Why is Konfabulator 'Pretty?'

Chipp Walters chipp at chipp.com
Fri Dec 9 03:34:46 EST 2005


MisterX wrote:

> Just my 2 cents after lots of aggravation trying to get this far with
> skins and porting "graphical" applications from W2K to XP to OSX... It's
> definitely not as simple or smooth as Chipp says
> IMOHO - no offence Chipp...

X,

No offense taken. For those who are HIG sticklers, you are correct. But 
remember the reason for the HIG (Human Interface Guidelines _not_ 
laws!). They were first brought about by Apple and were extremely 
important as programmers at that time knew nothing about programming 
GUIs. The HIG's where great so that programmers had an idea of where to 
start and what was good programming.

Well along came Win95 with a new 'set' of HIG's which weren't exactly 
like Apple's. So now users had to understand a bit of a different way, 
as did programmers. But no worries as things were *mostly* the same.

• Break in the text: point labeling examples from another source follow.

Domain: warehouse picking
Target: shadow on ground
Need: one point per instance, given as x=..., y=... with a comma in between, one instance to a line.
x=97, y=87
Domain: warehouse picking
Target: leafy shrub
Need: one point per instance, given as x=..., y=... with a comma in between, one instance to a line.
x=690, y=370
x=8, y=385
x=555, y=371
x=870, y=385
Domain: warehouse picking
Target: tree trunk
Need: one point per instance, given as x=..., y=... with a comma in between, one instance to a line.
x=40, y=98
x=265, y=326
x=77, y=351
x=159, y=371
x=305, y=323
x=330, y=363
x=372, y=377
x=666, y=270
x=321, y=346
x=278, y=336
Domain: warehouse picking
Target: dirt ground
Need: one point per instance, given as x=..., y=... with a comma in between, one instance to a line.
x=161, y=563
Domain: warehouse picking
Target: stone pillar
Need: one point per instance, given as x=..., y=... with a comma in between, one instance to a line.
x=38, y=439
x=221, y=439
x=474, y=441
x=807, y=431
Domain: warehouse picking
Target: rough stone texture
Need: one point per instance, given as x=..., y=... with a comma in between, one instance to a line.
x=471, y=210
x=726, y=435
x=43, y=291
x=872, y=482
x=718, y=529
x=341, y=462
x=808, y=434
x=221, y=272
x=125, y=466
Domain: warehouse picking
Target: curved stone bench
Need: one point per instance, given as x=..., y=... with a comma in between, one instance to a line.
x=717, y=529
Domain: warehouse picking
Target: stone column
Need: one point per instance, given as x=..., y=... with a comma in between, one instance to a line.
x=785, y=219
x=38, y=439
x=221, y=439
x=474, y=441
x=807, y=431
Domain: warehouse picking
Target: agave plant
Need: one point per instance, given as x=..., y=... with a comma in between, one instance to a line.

Then came the internet and multimedia (including HyperCard) and out the 
window went the HIGs. Now buttons could just be underlined text, and new 
modal interfaces were created by programs like HyperCard and others. 
But, funny thing is, users still figured it out! Amazing those users:-)

Now, many cross platform developers use their own GUI's and don't even 
bother with the ever changing states of Apple's or Windows (I forget, is 
brushed metal still 'in' or is it the new softer gray interface now?).

For some examples of 'non complying GUI's' which are cross-platform 
check out:

http://www.luxology.com/modo/ergonomics.aspx
http://www.e-onsoftware.com/products/vue/vue_5_infinite/
http://www.alias.com/eng/products-services/maya/new/demos.shtml
http://www.adobe.com/products/photoshop/main.html

Some go farther than others, but all are essentially the same experience 
on both Macs and PC's. So you can see, even some of the 'big guys' 
aren't hung up on full HIG compliance.